Before I get started, Red Hat/JBoss have the right & duty to their investors to grow revenue & profits as they see fit. I am certain that a good deal of thinking went into making this decision, especially to consider the customer impact.
Here’s a table that summarizes the likely announcement from RH/JBoss (where JBoss “retro” represents their business model as of 2007-04-23):
|JBoss “Retro”||Free||Open||Free or Paid|
The major change is that non-paying JBoss customers will have to build JBoss from source or use the JBoss “community edition” version (whatever they decide to name it) binary. (See below for why each may not be an optimal choice).
If I had to group OSS customers by their likelihood of paying for support/services, I’d suggest these three (other classifications are likely valid also):
1. Cost Contentious: Unlikely to ever pay
2. Scope Contentious: Pay based on app criticality & perceived need for support
3. Risk Contentious: Likely to always pay (i.e. CYA)
Let’s use these 3 categories to analyze the customer impact of using the Fedora/RHEL model for JBoss.
1A] Build JBoss from source: Not sure how many customers will do this. For example, how many customers build RHEL from source (although it’s a different ball of wax with an OS vs. an app server). Sometimes it’s not as easy as it sounds as builds don’t always complete on the first try. I haven’t built JBoss from source (so please leave a comment if you have), but at the very least, it’s one more hoop to jump through. Maybe there will be a market need for something like CentOS around JBoss products?
1B] Use JBoss “Community edition” (or whatever it is called): May not be appealing for production use, since “backwards compatibility” is not guaranteed and you may (inadvertently) use a feature that doesn’t make it to the next release.
1C] Consider an alternative: Customers will choose based on their needs and their comfort with one open source app server community over another.
2A] If the application isn’t business critical: and the impact of a few minutes/hours/days down time does not justify any spending, then see [1A], [1B] and [1C] from above. (Note: customers can define “business critical” differently).
2B] If the application is business critical: and you’ve been using JBoss without support, this move should help you decide to go get support.

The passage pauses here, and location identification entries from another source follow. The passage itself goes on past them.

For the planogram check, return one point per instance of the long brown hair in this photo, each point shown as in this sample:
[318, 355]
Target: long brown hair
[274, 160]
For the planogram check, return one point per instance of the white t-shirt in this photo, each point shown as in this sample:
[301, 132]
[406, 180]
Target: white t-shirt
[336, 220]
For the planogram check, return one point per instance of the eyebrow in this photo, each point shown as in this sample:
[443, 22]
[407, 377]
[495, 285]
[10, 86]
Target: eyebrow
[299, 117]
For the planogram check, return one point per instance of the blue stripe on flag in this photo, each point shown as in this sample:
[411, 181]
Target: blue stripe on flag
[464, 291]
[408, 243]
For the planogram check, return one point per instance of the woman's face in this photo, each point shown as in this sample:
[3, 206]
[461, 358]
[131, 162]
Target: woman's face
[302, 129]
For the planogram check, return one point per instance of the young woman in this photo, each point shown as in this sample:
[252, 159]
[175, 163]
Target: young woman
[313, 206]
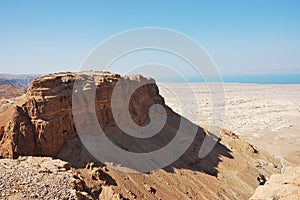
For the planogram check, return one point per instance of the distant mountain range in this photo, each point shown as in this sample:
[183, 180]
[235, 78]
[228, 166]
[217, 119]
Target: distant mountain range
[17, 80]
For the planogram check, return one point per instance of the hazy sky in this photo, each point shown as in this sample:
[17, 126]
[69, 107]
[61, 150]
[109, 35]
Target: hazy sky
[241, 36]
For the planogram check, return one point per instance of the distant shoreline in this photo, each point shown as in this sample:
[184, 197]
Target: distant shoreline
[231, 79]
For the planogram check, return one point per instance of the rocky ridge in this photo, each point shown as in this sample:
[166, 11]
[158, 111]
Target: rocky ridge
[42, 125]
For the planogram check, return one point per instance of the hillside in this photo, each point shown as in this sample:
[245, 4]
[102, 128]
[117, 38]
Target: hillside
[42, 124]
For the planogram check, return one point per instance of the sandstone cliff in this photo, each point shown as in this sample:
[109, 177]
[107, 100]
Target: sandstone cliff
[44, 122]
[42, 125]
[280, 186]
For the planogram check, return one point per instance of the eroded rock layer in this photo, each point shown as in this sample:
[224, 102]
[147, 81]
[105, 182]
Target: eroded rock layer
[44, 121]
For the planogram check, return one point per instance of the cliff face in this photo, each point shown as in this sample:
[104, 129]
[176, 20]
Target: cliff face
[280, 186]
[44, 122]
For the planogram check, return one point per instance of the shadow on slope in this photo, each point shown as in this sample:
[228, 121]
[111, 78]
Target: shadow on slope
[75, 152]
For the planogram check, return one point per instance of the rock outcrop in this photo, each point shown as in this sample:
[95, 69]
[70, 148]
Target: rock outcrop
[44, 122]
[280, 186]
[9, 91]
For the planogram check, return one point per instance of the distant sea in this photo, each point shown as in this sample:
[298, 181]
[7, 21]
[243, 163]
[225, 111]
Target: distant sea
[257, 78]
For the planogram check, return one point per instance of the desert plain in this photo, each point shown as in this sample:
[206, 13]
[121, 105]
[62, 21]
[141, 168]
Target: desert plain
[266, 115]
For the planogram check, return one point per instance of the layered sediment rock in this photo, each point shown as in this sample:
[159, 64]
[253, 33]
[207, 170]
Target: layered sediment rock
[42, 124]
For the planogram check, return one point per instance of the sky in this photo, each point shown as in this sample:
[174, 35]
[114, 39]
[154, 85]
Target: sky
[242, 37]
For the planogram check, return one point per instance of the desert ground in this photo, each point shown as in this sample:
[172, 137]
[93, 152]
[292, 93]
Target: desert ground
[268, 116]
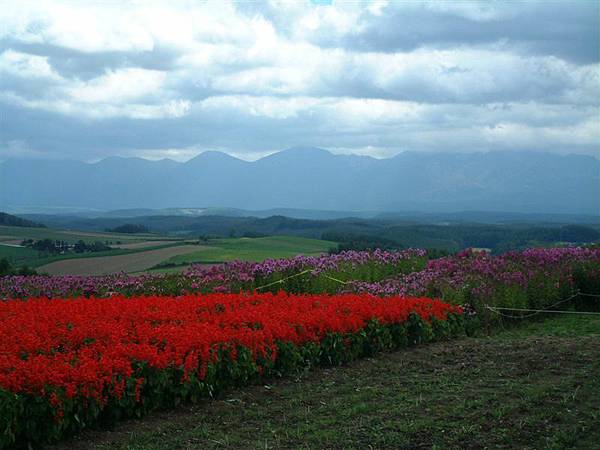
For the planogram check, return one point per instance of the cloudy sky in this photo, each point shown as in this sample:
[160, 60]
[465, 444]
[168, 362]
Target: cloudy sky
[86, 80]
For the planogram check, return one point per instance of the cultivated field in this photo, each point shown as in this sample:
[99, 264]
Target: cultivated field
[102, 265]
[541, 393]
[254, 249]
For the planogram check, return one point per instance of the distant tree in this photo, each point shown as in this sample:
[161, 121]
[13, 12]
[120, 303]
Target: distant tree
[14, 221]
[578, 233]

3A] Already paying for support/services: Not a whole lot new for you
This move is definitely intended to drive more revenue to RH/JBoss from customers already using JBoss products without paying for support. There is a risk that some portion of these customers will view the move as a reason to consider alternative products. It appears that RH/JBoss feels that there’s more revenue to be had from [2B] than the risk of losing customers from [1C] and some folks in [2A]. And if these non-paying customers leave, did it really cost RH/JBoss something? (Methinks yes, but from a revenue standpoint, no, at least not now).